As has been the case in recent months, safety was a big topic of discussion at the annual owners meetings.
Adding to the changes covered in my article a few months ago "NFL rule changes", The NFL has voted to approve several new rules.
The trade deadline has been moved back from week 6 during the season to week 8, and many insiders believe that the trade deadline may be moved as far back as week 10 at next year's meetings.
Teams are now allowed to take one player from the injured reserve list and place them on the active roster after week eight. The player must be a part of the 53 man roster after the final pre-season cuts. This rule could make an immediate impact if Baltimore Ravens linebacker Terrell Suggs can make a late season recovery from a torn achilles tendon. Under the old rules, any player placed on injured reserve was automatically out for the season.
The league approved the Buffalo Bills playing one home game each season in Toronto from 2013-17. There is also an expansion of the London series still on the table.
The one rule change that has inexplicably caused the most uproar however, is a new mandate that all players must wear knee and thigh pads. Something many casual fans never realized was an issue.
Thigh and Knee pads were mandatory equipment at every level except the NFL for years. The NFLPA started complaining that "Any change in working conditions is a collectively bargained issue, while the NFL is focused on one element of health and safety today, the NFLPA believes that health and safety requires a comprehensive approach and commitment."
The NFLPA is hiding behind making safety a "comprehensive issue", which basically means they don't want the NFL making changes for player safety unless they can take advantage of the bargaining process to get something they want out of the NFL in regards to player health off the football field. Their heart is in the right place, but complaining about a small safety rule makes the NFLPA come off as petty.
Asked about the new pad rule, Commissioner Roger Goodell said "We have raised the issue of mandatory pads for at least three years now, I believe the technology has improved, the pads are far better than a decade ago, they allow better performance and are more protective. Every other level of football uses the pads." He also stated that a Nike executive told him that NBA players wear more padding from the waist down than NFL players do.
The most ridiculous reaction though has come from the players themselves. For most players, the backlash is purely on a cosmetic level. Former all-pro safety Troy Vincent, now an NFL vice president, echoed that sentiment: "It's psychological. Less pads you are faster, skinnier, that's just the way I was introduced to the (pro) game," he said. "It's a culture shift. They will adjust."

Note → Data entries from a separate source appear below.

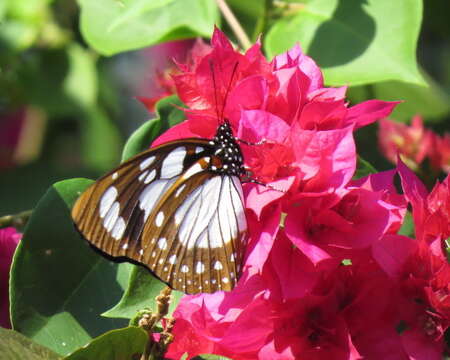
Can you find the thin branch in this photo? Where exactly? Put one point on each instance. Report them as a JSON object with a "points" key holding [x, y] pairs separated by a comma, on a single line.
{"points": [[17, 220], [234, 24]]}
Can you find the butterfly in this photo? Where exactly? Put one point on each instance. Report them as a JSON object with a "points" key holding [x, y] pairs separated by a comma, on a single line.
{"points": [[177, 209]]}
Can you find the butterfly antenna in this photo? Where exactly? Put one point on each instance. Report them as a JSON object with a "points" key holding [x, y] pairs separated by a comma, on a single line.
{"points": [[211, 67], [228, 88]]}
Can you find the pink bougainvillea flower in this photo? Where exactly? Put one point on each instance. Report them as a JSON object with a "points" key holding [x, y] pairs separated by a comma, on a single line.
{"points": [[9, 238], [294, 296], [431, 212], [305, 128], [421, 294], [412, 143], [330, 226], [419, 269], [324, 322], [161, 84]]}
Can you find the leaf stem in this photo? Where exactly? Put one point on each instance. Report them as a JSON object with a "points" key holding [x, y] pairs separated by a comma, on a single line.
{"points": [[17, 220], [263, 20], [234, 24]]}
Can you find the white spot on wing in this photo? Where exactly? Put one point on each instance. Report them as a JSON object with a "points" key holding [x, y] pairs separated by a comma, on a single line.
{"points": [[182, 210], [147, 162], [107, 199], [111, 216], [151, 194], [202, 241], [150, 176], [162, 243], [179, 190], [143, 175], [197, 220], [173, 163], [196, 168], [159, 219], [199, 267], [238, 203]]}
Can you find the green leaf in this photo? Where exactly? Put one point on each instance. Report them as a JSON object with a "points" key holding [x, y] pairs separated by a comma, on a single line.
{"points": [[113, 26], [140, 294], [210, 357], [14, 346], [168, 115], [101, 141], [363, 168], [59, 285], [68, 74], [120, 344], [354, 42], [430, 101], [80, 83]]}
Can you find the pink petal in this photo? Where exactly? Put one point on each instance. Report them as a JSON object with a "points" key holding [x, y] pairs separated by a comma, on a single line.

Chargers cornerback Quentin Jammer didn't agree with Vincent's assessment. "It's dumb," Jammer, an 11-year veteran, said. "Ridiculous to me. I don't think anybody should be required to wear (them). I don't get hit, so I don't need to worry about pads. Offensive players should wear them because we hit them, but I don't think it should be mandatory." Jammer went on to say "There'll probably be a lot of fines in 2013, a lot of guys won't wear them."
The new padding rules won't go into effect until 2013 so that Nike can put in the research to make the padding as streamlined and unnoticeable as possible.